Дяде Мише Крутову не нравилась эта затея, потому что, начав одно дело — а делом этим он считал поход за вениками, — он не мог отвлекаться на другое; но тут уж его интересы явно расходились с интересами Студеницына, и дяде Мише оставалось только сидеть и помалкивать. Он и помалкивал сперва, хотя и не сидел на месте, все время ерзал, как будто ему было неудобно, и наконец не выдержал и сказал:
— Искать в эту пору ветер все равно что иголку в сене.
Студеницын встрепенулся и поглядел из-под козырька по сторонам.
— А вон посмотри-ка, и там рябь синеет, и там, не может того быть, чтобы мы ветра не нашли.
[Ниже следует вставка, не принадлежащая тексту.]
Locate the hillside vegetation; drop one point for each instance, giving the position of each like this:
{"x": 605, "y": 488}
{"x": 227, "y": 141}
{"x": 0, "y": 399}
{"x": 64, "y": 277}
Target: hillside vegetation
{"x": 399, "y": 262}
— Найти-то, может, и найдем, только тогда и домой уже придется возвращаться.
— До спуска флага успеем вернуться, — беспечно сказал Студеницын.
— Так без веников же, — не то чтобы испуганно, но и не совсем твердым голосом сказал дядя Миша Крутов.
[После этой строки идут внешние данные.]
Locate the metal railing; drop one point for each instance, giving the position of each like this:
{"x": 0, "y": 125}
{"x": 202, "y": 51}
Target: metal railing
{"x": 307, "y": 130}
— Дались тебе эти веники, Михаил Михайлович! — с той же беспечностью, но уже и с неудовольствием промолвил Студеницын.
— Без веников нельзя возвращаться, — уже твердо сказал Крутов.
— А если березнячка подходящего не найдем?
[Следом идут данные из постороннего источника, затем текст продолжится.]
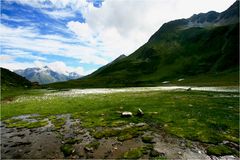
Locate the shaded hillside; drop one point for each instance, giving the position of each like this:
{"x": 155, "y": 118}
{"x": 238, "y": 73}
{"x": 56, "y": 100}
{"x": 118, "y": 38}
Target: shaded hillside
{"x": 205, "y": 45}
{"x": 10, "y": 80}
— Как это не найдем? — удивился дядя Миша Крутов. — Да я тут веники вязал еще перед Отечественной! «Березнячка не найдем», — добродушно передразнил он. — Да тут этого березняку пруд пруди!
— До березняка-то еще надо дойти.
— А не будем галсировать, то и дойдем, — проворчал дядя Миша Крутов.
Паленов, слышавший весь этот разговор, был всецело на стороне дяди Миши, но, не смея вмешиваться в дела старших, тоже начал ерзать, всем своим видом показывая нетерпение. А Студеницын между тем сказал:
— Тебе бы, Михайло Михайлович, все делами заниматься, а ты когда-то и для души поживи.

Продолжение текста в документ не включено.